In granting review in a new case on police immunity today, the Supreme Court took the rare step of announcing its intention to examine whether one of its relatively recent precedents, Saucier v. Katz, "should be overruled." The unusual announcement came in the form of an order directing the parties in the new case, Pearson v. Callahan, to brief that issue in addition to the questions presented by the case.
The 2001 decision in Saucier established a two-step test for deciding whether police deserve immunity from lawsuits claiming they violated someone's constitutional rights. First, it must be established that the claimant's constitutional rights were violated. If so, the next question is whether that right was clearly established in other words, well-enough known that a reasonable officer should have known what it was.
In Pearson v. Callahan, the case granted Monday, none of the parties questioned that precedent, though it led to a lower court decision against the police. The case stems from a police raid in Filmore, Utah on Afton Callahan's home in 2002. After an informant entered the home and bought illegal drugs, police raided the house without a warrant. Applying the Saucier test, the U.S. Court of Appeals for the 10th Circuit found the raid was unconstitutional, and the rights violated were clearly established.

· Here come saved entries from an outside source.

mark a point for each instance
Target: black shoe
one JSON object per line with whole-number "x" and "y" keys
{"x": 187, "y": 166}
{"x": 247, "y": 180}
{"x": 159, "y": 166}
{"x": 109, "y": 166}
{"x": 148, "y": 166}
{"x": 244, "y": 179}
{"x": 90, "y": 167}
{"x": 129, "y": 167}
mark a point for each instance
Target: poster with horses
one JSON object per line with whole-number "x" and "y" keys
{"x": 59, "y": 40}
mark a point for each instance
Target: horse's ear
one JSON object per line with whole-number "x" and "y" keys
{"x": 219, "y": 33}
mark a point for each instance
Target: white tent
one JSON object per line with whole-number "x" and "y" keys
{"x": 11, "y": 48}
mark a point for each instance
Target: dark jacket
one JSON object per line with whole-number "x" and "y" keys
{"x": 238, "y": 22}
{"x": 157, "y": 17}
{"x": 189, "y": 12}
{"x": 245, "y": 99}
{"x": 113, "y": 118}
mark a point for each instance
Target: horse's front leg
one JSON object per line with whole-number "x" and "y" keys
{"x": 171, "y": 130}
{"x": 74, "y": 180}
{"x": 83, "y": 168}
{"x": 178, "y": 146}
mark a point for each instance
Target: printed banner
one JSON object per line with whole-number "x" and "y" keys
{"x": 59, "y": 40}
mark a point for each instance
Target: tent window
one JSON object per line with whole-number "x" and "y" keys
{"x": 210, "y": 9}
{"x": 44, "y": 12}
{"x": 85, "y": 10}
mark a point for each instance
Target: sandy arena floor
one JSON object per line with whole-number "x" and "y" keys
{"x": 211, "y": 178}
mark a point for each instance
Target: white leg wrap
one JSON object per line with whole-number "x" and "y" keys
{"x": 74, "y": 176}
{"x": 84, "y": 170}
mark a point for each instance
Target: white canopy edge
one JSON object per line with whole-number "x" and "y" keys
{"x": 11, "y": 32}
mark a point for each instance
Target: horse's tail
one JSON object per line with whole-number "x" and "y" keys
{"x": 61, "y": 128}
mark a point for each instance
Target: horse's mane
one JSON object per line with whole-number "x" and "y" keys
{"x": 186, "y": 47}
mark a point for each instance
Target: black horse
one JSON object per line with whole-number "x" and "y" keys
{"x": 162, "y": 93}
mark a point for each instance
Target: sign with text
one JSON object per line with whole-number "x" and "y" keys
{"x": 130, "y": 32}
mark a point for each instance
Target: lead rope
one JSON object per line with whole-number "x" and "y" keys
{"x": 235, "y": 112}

Peter Stirba of Stirba & Associates in Salt Lake City, the lawyer for the police, confirms that neither he nor any lower court opinions urged the Court to reconsider Saucier. "All the parties considered the law as settled," said Stirba, who would not say if he was surprised at the Court's action. "If this issue is of interest to the Court, we will address it."
I am writing to clarify which aspect of the two-part inquiry the Court has decided to reconsider in Pearson. The relevant aspect is the order in which federal courts should answer the two questions. Under Saucier, the question of whether a constitutional right has been violated must be answered first; if a right has been violated, the next question is whether that right was clearly established.
Some observers have suggested that it may often be useful to reverse the ordering. If the law in a particular area is unsettled, a federal court may be able to readily determine that, whether or not any violated right exists, it was certainly not clearly established. If so, it would seem convenient for the court to grant summary judgment to the defendants on that ground without delving into the difficult question (ultimately irrelevant for the case at hand) of whether any such right actually exists. But, Saucier prohibits the federal courts from proceeding in this order. In Pearson, the Court will consider whether to overturn Saucier and remove that prohibition.